As it turns out, this all worked out for the best. Thanks to appearing in seemingly every other film made this year, Farrell is one of the hottest names in Hollywood right now. Also, in a world that is seemingly ruled by fear and uncertainty, Phone Booth manages to surf the current zeitgeist perfectly.
Farrell plays Stu Shepherd, a lying and manipulative New York publicist who uses the said phone booth to ring a potential conquest (the utterly wonderful, if sadly underused, Katie Holmes) so his wife doesn’t see his mobile phone records. No sooner does he hang up than the phone rings again, with the disembodied voice of Kiefer Sutherland on the other end, informing him that he has a sniper rifle trained on him.
The rest of the film basically involves Sutherland’s character mentally torturing Shepherd until he’s a gibbering mess, begging forgiveness for his ‘inhumanity to his fellow man’. We also get, thanks to a smart and witty script, references to Hilary Clinton, reality TV, and society’s obsession with celebrity and violence.
Phone Booth could have been a mess. That it works perfectly is in no small way due to Farrell’s performance. At long last justifying his status as Hollywood’s ‘next big thing’, his portrayal of Shepherd is fantastic. From his swaggering, obnoxious start to the sweating desperation of the finale, this is Farrell’s show all the way.
Credit should also go to Joel Schumacher who handles the material in a brilliantly taut way. Schumacher has been guilty of some horrendous crimes against cinema, such as Batman And Robin – thankfully, this is more reminiscent of previous successes, such as Tigerland and Falling Down.
Thanks to the short running time and the ever tightening tension, the film flies by.
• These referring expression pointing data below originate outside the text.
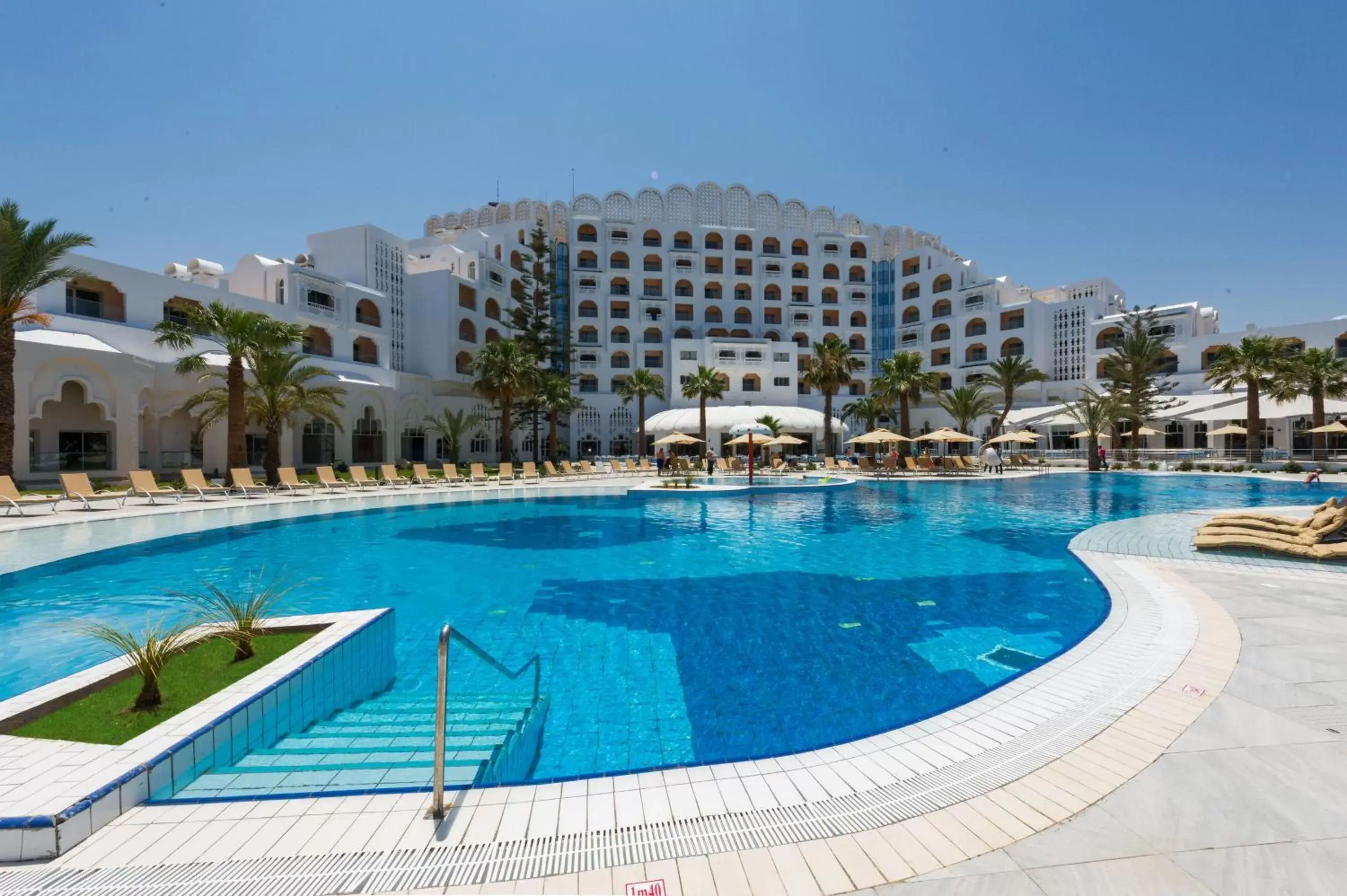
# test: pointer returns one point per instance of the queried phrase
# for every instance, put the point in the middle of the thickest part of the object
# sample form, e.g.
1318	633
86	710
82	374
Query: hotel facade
667	281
The spoilsports in the audience could pick holes in the plot (such as why does Stu answer the phone for a second time, and do the police not know anything about bullet trajectories?), but dramatic licence is best employed while watching Phone Booth.
The idea of watching a man talk on the phone for 80 minutes may not sound enthralling but this is truly gripping, and one of the best thrillers in recent years. One thing is for certain – you’ll never stop to answer that ringing payphone again.